“Don’t look now,” John said to his wife, “but there are a couple of old girls two tables away who are trying to hypnotise me.”
Laura, quick on cue, made an elaborate pretence of yawning, then tilted her head as though searching the skies for a non-existent aeroplane.
“Right behind you,” he added. “That’s why you can’t turn round at once-it would be much too obvious.”
And so begins the terrifying story by Daphne du Maurier. John and Laura are vacationing in Italy; John is hoping that Laura will be able to overcome “the numb despair that had seized her since (her) child died.”
Apparently, one of the two women who have been staring at them has psychic powers. She is able to see Laura’s daughter, and she tells them not to be worried. Christine is sitting right between them laughing. Laura is overjoyed, and immensely comforted by this idea, but John is instantly on guard.

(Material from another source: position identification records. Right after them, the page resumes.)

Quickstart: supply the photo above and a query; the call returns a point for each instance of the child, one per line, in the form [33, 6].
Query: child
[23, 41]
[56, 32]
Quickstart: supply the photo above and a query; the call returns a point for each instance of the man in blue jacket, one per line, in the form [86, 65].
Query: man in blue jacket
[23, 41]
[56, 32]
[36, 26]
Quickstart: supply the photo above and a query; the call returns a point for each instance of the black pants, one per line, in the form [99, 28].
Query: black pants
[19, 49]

“He felt himself held, unable to move, and an impending sense of doom, of tragedy, came upon him. His whole being sagged, as it were, in apathy, and he thought, “This is the end, there is no escape, no future.” A strange foreboding, to be sure, for what is to follow.
When they return to their hotel, after traversing the alleys and bridges of Venice, they discover their son is in need of an appendectomy. Because he is away at his boarding school, Laura decides she must fly to him at once. John can follow in the car. Arrangements are hastily made, and Laura departs.

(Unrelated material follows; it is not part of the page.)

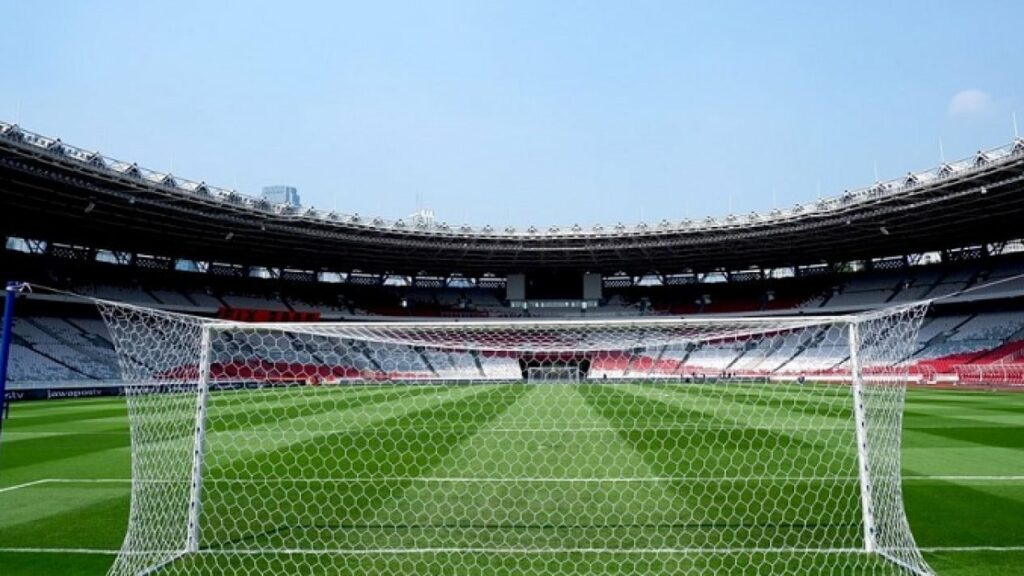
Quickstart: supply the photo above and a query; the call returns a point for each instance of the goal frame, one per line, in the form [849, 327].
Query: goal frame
[851, 323]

However, John sees her with the two women in a ferry passing them downstream. What has happened? Has Laura missed her flight? Is there some emergency of which he is unaware? No matter how hard he tries, and he does work frantically to solve this misunderstanding, there is no solution until the conclusion of this tale.
What a masterful story teller du Maurier is. My favorite book of hers will always be Rebecca, but this short story? It evokes so much of what terrifies me: losing a child, becoming lost myself, chasing someone in a dream who is always just one step away, misunderstandings between a spouse which cannot be bridged. It doesn’t take the bizarre, although that is certainly included, to make this story any scarier than it is.